Dude looks up and says, “Is my heart racing again?”

“Uh, yeah, he’s in VT.”  I say, amazed that he’s sitting there calmly chatting.  “Do you feel funny or anything?”

“Yeah, my heart feels like it’s going pretty fast.  But I’m used to it, it’s happened many times before, no big thing.” he replies nonchalantly, basically amused with the gaping look on my face.

So we hook him up to the bedside monitor, and sure enough, there it is VT, rate in the 150’s, BP is 100/53, he’s pink (ok, kind of yellow), warm and dry.  No light-headedness, no dizziness, he does admit to a little bit of chest pain, but in reality he’s in better shape that half the floor, except that he’s in this particular rhythm.

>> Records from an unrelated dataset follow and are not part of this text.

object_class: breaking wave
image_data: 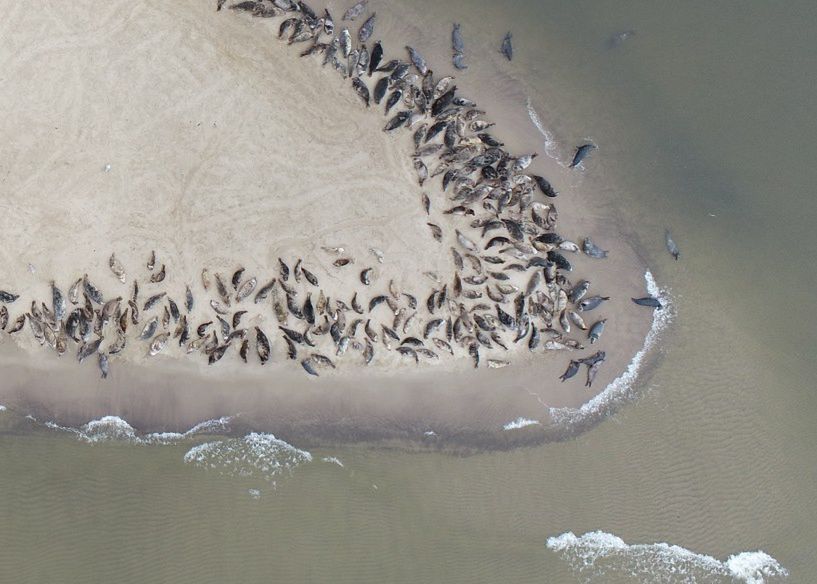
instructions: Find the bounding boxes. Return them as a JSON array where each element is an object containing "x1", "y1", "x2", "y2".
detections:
[
  {"x1": 502, "y1": 417, "x2": 541, "y2": 430},
  {"x1": 45, "y1": 416, "x2": 231, "y2": 444},
  {"x1": 549, "y1": 270, "x2": 675, "y2": 429},
  {"x1": 321, "y1": 456, "x2": 343, "y2": 468},
  {"x1": 547, "y1": 531, "x2": 789, "y2": 584},
  {"x1": 184, "y1": 432, "x2": 312, "y2": 482}
]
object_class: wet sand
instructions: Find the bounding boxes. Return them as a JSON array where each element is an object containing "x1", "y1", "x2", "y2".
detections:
[{"x1": 0, "y1": 1, "x2": 651, "y2": 444}]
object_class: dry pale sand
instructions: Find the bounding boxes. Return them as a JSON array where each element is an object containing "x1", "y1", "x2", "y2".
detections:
[{"x1": 0, "y1": 0, "x2": 650, "y2": 442}]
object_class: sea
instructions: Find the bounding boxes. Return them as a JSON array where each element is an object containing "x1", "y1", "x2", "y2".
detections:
[{"x1": 0, "y1": 0, "x2": 817, "y2": 584}]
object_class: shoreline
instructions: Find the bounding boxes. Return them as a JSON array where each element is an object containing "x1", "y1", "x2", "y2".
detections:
[{"x1": 0, "y1": 0, "x2": 649, "y2": 446}]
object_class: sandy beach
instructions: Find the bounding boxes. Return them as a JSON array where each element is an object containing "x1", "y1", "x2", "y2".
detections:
[{"x1": 0, "y1": 0, "x2": 651, "y2": 445}]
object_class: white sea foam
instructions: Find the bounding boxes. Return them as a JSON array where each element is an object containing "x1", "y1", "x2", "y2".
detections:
[
  {"x1": 45, "y1": 416, "x2": 230, "y2": 444},
  {"x1": 528, "y1": 98, "x2": 559, "y2": 161},
  {"x1": 184, "y1": 432, "x2": 312, "y2": 482},
  {"x1": 549, "y1": 270, "x2": 675, "y2": 428},
  {"x1": 547, "y1": 531, "x2": 788, "y2": 584},
  {"x1": 502, "y1": 417, "x2": 541, "y2": 430}
]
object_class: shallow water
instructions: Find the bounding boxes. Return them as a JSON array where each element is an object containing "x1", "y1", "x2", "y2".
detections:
[{"x1": 0, "y1": 0, "x2": 817, "y2": 582}]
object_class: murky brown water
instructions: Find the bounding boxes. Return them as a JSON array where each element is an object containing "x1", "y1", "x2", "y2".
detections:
[{"x1": 0, "y1": 0, "x2": 817, "y2": 583}]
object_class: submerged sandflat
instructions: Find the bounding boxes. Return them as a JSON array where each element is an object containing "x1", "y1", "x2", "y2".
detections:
[{"x1": 0, "y1": 2, "x2": 650, "y2": 448}]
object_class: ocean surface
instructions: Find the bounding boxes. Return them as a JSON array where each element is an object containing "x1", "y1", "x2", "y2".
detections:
[{"x1": 0, "y1": 0, "x2": 817, "y2": 584}]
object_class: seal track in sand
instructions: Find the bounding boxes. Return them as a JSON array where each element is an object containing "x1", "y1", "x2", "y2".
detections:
[{"x1": 0, "y1": 2, "x2": 652, "y2": 400}]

Prehospital 12-Lead ECG has a great quote on their wide complex tachycardia page, “If it’s a wide complex rhythm (fast or slow) it’s ventricular until proven otherwise!”  And that’s how we were treating it.  So we grab some labs, call the ICU team to come assess him and a 12-lead EKG.  Should we have called a Rapid Response?  Maybe, but we felt we didn’t have to.  He was stable.  He has had this many times before.  And he was sitting there cracking jokes with us.

So here’s the 12-lead:

So what to do now?  The ACLS algorithm for tachycardia with pulses starts with determining if the patient is stable.  Check.  He’s cool.  Establish IV access.  PICC line left upper arm.  Check.  Wide or Narrow complex?  Duh.  Obtain 12-Lead EKG.  Check.  Expert consultation advised.  Check, ICU team is here now.  Amiodarone if ventricular tachycardia or unknown, adenosine if SVT with abberancy.  Oh, wait…he has a history of WPW and 3 failed ablations.  Now what?

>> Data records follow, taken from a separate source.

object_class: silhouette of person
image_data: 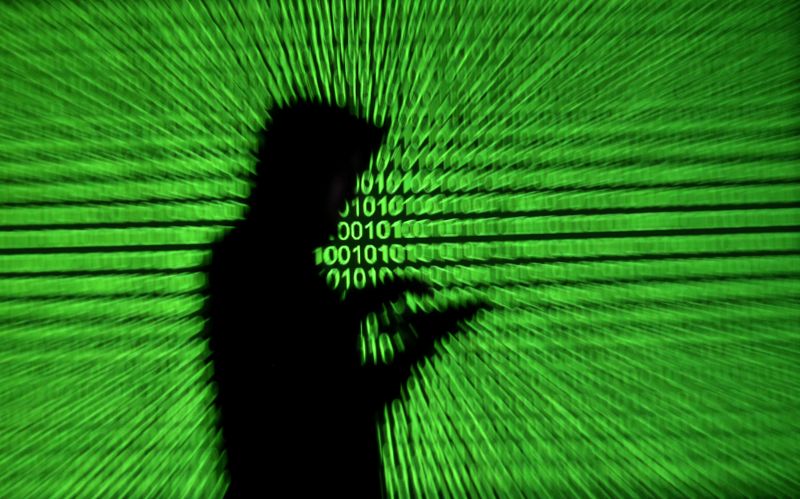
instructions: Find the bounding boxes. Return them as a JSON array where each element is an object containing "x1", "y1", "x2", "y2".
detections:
[{"x1": 205, "y1": 101, "x2": 477, "y2": 497}]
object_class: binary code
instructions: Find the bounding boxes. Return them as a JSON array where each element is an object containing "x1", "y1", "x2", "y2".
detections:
[{"x1": 0, "y1": 0, "x2": 800, "y2": 497}]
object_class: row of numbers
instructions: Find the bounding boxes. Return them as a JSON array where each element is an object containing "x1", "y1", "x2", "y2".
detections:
[
  {"x1": 318, "y1": 244, "x2": 406, "y2": 266},
  {"x1": 339, "y1": 196, "x2": 404, "y2": 218}
]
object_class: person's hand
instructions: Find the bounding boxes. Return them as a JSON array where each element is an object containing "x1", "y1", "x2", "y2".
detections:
[{"x1": 343, "y1": 278, "x2": 484, "y2": 372}]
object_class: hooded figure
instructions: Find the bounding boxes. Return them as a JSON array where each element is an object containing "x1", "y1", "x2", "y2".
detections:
[{"x1": 206, "y1": 102, "x2": 476, "y2": 497}]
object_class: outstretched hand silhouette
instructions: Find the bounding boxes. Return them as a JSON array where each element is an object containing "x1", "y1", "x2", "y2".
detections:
[{"x1": 206, "y1": 102, "x2": 480, "y2": 497}]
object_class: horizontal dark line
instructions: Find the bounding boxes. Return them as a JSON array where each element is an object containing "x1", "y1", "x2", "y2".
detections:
[
  {"x1": 0, "y1": 177, "x2": 800, "y2": 208},
  {"x1": 0, "y1": 196, "x2": 245, "y2": 208},
  {"x1": 7, "y1": 272, "x2": 800, "y2": 303},
  {"x1": 0, "y1": 225, "x2": 800, "y2": 255},
  {"x1": 0, "y1": 201, "x2": 800, "y2": 231},
  {"x1": 0, "y1": 241, "x2": 212, "y2": 255},
  {"x1": 418, "y1": 177, "x2": 800, "y2": 195},
  {"x1": 0, "y1": 220, "x2": 237, "y2": 232},
  {"x1": 390, "y1": 201, "x2": 800, "y2": 221},
  {"x1": 510, "y1": 295, "x2": 800, "y2": 313},
  {"x1": 385, "y1": 247, "x2": 800, "y2": 270}
]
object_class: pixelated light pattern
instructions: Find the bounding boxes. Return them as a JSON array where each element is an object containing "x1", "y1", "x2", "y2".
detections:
[{"x1": 0, "y1": 0, "x2": 800, "y2": 498}]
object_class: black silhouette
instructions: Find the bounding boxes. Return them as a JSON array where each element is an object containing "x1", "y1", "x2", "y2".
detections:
[{"x1": 206, "y1": 102, "x2": 477, "y2": 497}]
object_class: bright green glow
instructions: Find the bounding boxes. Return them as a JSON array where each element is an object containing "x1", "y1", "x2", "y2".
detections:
[{"x1": 0, "y1": 0, "x2": 800, "y2": 497}]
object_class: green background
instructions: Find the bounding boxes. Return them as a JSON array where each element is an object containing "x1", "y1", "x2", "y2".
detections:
[{"x1": 0, "y1": 0, "x2": 800, "y2": 497}]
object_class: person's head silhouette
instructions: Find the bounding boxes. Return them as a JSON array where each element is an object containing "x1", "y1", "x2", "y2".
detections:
[{"x1": 253, "y1": 102, "x2": 387, "y2": 249}]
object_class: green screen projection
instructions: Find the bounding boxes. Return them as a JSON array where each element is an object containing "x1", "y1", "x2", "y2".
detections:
[{"x1": 0, "y1": 0, "x2": 800, "y2": 497}]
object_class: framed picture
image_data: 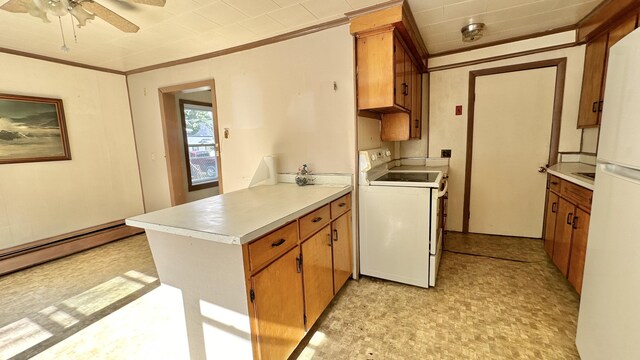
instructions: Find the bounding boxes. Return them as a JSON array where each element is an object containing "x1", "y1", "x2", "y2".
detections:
[{"x1": 0, "y1": 94, "x2": 71, "y2": 164}]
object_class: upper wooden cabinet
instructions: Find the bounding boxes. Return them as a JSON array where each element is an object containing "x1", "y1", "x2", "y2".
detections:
[
  {"x1": 578, "y1": 14, "x2": 637, "y2": 128},
  {"x1": 356, "y1": 28, "x2": 415, "y2": 113},
  {"x1": 350, "y1": 2, "x2": 428, "y2": 141}
]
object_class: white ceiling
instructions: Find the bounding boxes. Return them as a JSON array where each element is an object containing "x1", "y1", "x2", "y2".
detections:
[
  {"x1": 0, "y1": 0, "x2": 601, "y2": 71},
  {"x1": 409, "y1": 0, "x2": 603, "y2": 54}
]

This is where expert consultation is really a good idea.  In our case, he’s now cracking jokes with the ICU team as well.  He’s still rolling along between 145-160 BPM.  We grab some labs.  Turns out his potassium sucked, magnesium sucked and his calcium critically sucked.  The Team decides that amiodarone would be a good idea and getting his electrolytes sorted out might help as well.  So we’re hanging amio, mag and they’re calling cardiology.  Mind you this is 2130 on a Friday night.  Do you think a cardiologist is going to come in at that hour?  Nope.  She says, “Oh, just have one of the ED docs cardiovert him and call it good.”

He gets packaged and ready to roll to the ICU, ’cause by this time he was pretty much a 1:1 and the nurse had 3 other patients she was already neglecting.  Grab the defib off the code cart, because with our combined luck (this nurse and I have a history of codes/RRTs) dude will decide to stop having a pulse once we’re between floors in the elevator.

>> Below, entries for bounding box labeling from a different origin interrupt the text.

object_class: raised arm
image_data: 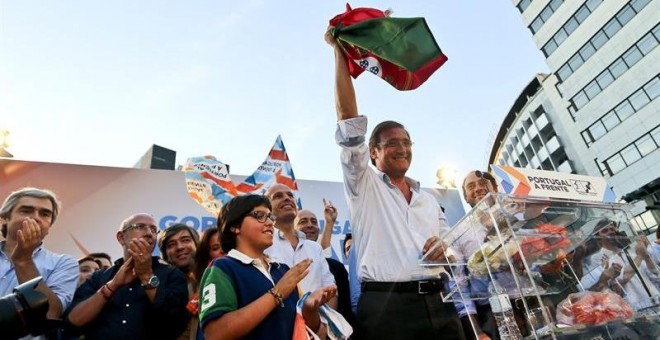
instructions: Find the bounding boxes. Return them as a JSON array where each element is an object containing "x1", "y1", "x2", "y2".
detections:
[
  {"x1": 325, "y1": 27, "x2": 358, "y2": 120},
  {"x1": 320, "y1": 198, "x2": 337, "y2": 251}
]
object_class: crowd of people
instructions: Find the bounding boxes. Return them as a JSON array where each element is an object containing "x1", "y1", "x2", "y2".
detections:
[{"x1": 0, "y1": 33, "x2": 658, "y2": 340}]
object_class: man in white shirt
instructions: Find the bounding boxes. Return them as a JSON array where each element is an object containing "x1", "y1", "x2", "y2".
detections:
[
  {"x1": 264, "y1": 184, "x2": 337, "y2": 309},
  {"x1": 445, "y1": 170, "x2": 497, "y2": 340},
  {"x1": 326, "y1": 31, "x2": 464, "y2": 340},
  {"x1": 580, "y1": 219, "x2": 658, "y2": 305},
  {"x1": 0, "y1": 188, "x2": 80, "y2": 338}
]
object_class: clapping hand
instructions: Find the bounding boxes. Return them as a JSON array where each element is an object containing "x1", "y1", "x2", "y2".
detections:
[
  {"x1": 128, "y1": 238, "x2": 153, "y2": 280},
  {"x1": 275, "y1": 259, "x2": 312, "y2": 299},
  {"x1": 11, "y1": 218, "x2": 46, "y2": 262},
  {"x1": 323, "y1": 198, "x2": 337, "y2": 224}
]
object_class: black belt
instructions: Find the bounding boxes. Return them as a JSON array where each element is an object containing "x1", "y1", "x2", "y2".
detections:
[{"x1": 362, "y1": 279, "x2": 443, "y2": 295}]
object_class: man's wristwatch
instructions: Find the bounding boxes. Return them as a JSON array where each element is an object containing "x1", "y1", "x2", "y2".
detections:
[{"x1": 142, "y1": 275, "x2": 160, "y2": 290}]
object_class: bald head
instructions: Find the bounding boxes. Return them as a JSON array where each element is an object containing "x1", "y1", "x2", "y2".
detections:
[
  {"x1": 463, "y1": 171, "x2": 497, "y2": 207},
  {"x1": 294, "y1": 209, "x2": 321, "y2": 241},
  {"x1": 117, "y1": 213, "x2": 158, "y2": 256},
  {"x1": 266, "y1": 184, "x2": 298, "y2": 227}
]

The rest is rather boring.  A little bolus of propofol (yeah, we MJ’d him good!) and the judicious application of 100 joules of DC electricity fixed him right good.  One shock and back into sinus.  But it was a good thing he was in the Unit as they spent all night getting his ‘lytes repleted.

What could have been a very bad thing ended up being a very, well, fun thing.  Too often on our floor a busy night consists of incontinence, wrangling demented patients back into bed 30 times an hour or chasing naked psych patients down the hall, so dealing with a true cardiac issue was a rather refreshing change of pace.